In interesting example is moving a fuel rod in a nuclear power plant. Let's take two versions of the move command:

  • move_absolute_from_the_top(inches)
  • move_relative(inches)

The absolute version is idempotent because no matter how many times you call it the fuel rod is in the same place.

In the relative version if there are command drops and resends the fuel rod will keep moving the number of inches for every application of the command. This means the fuel rod may not be where expected when a command returns. Oh oh!

NFS Example

A request to write 5 bytes at offset 165 in a file is idempotent; a request to write 5 bytes at the current end-of-file is not.
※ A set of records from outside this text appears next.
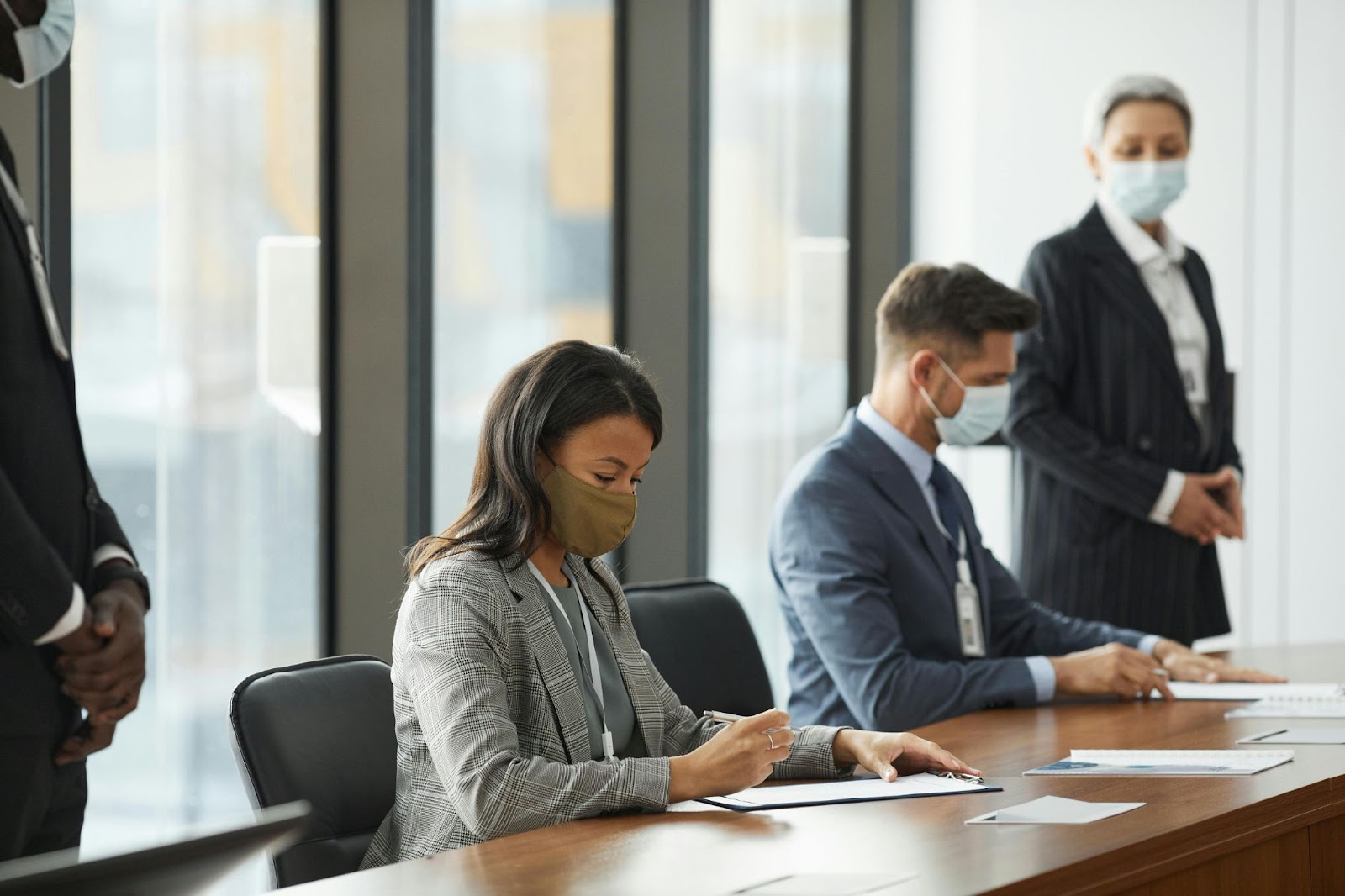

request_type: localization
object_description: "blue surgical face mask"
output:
[1105,159,1186,222]
[920,358,1009,445]
[0,0,76,87]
NFS employs idempotent operations wherever possible. Certain operations are inherently not idempotent, for example, deleting a file, so NFS server implementations will normally include mechanisms to attempt to detect duplicate requests and furnish the appropriate results.

Congestion Control

Good explanation from http://www.eventhelix.com/RealtimeMantra/CongestionControl:

A congestion control system typically monitors various factors like CPU occupancy, link occupancy and messaging delay. Based on these factors it takes a decision if the system is overloaded. If the system is overloaded, it initiates actions to reduce the load by asking front end processors to reject traffic. The throttling of traffic will reduce the load but it there will be a certain time delay before which the monitored variables like CPU and Link occupancy show downward trend. Congestion control systems are designed to take this into account by spacing out congestion control actions. If the system continues to be overloaded, subsequent congestion control actions can further increase the traffic throttling. If the traffic load is just right, the system maintains current traffic throttling actions. If the system gets under loaded, the traffic throttling is reduced.

This is the kind of monitoring you need to build into your communication layer and distribute amongst all the nodes in your system.

Gossip protocols are one way to distribute this information though the system so each entity can take proper action. Zookeeper is something else to look into as a way of distributing state.